Taylor's ambitious and masterful poems read her home state's historic violence against our world's current unsteadinesses—mass eviction, housing crises, deportation, inequality. They also ponder what it means to try to bring up children along these rifts. What emerges is a powerful core sample of America at the brink—equally tuned to maternal and to geologic time.
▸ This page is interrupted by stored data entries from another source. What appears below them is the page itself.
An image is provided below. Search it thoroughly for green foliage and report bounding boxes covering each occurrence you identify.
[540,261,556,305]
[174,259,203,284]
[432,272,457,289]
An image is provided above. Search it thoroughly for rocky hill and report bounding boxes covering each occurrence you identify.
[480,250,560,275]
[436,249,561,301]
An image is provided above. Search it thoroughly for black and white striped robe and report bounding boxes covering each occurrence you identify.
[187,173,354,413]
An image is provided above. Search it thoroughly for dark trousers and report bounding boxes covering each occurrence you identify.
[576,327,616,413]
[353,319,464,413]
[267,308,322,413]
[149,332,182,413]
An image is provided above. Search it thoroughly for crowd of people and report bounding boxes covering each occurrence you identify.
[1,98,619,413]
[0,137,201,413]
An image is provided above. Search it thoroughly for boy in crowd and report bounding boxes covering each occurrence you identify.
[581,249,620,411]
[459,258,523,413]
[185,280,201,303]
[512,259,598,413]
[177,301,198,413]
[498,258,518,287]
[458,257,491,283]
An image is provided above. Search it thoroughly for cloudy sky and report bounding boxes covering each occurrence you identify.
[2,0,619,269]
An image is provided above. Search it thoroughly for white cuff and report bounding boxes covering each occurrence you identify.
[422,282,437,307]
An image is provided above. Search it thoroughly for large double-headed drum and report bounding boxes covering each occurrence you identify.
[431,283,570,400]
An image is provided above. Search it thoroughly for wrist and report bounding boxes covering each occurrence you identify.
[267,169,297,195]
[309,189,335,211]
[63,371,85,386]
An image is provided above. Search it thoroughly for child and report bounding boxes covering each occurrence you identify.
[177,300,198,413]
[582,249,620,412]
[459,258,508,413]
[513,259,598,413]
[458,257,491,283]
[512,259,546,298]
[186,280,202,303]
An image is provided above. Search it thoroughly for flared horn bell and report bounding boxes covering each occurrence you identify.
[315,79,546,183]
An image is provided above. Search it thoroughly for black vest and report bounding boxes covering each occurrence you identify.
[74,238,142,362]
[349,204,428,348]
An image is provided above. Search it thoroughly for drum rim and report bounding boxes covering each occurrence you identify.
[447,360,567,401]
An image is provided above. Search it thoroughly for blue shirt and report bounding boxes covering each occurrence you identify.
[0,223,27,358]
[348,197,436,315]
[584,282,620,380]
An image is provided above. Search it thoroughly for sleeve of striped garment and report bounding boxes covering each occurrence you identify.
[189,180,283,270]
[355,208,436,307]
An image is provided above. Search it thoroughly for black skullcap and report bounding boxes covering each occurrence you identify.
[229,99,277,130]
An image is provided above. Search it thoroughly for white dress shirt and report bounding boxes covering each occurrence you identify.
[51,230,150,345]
At once sorrowful and furious, tender and fierce, Rift Zone is startlingly observant, relentlessly curious—a fearsome tremor of a book.
"Taylor vividly and memorably renders the complexities of an America of violence and rifts." —Publishers Weekly
"Unearthing and sifting the seismic layers of her own East Bay locale, she's created a haunting American elegy." —Jonathan Lethem, author of The Feral Detective
PUBLISHERS WEEKLY
In the preface to the ambitious third book from Taylor (The Forage House), Ilya Kaminsky describes the work as "many investigations of American fear." While fear may be a subtext to these poems, they are an exploration of American violence and fragility, amplified by the fact that the poet lives in El Cerrito, Calif., a city that sits atop the Hayward Fault. Taylor's poems are often made up of multiple sections, in a controlled sprawl that mirrors the area about which she writes so richly. A descendant of Thomas Jefferson, Taylor explores her own identity, reminding readers of the foundation and origins of American violence. One poem opens with "Tonight the train shuts for another death./ Jumper: Third this month," and it is followed by another that begins "& after the vermillion opera curtain/ rose on Giovanni raping/ the tiny distant woman on the stage,/ we drank champagne at intermission." In these layered poems, Taylor often steps beyond herself to address her own privilege: "Sometimes I think that all/ privilege is/ is some safer vantage/ for watching the trauma, America, happen," she observes. Taylor vividly and memorably renders the complexities of an America of violence and rifts.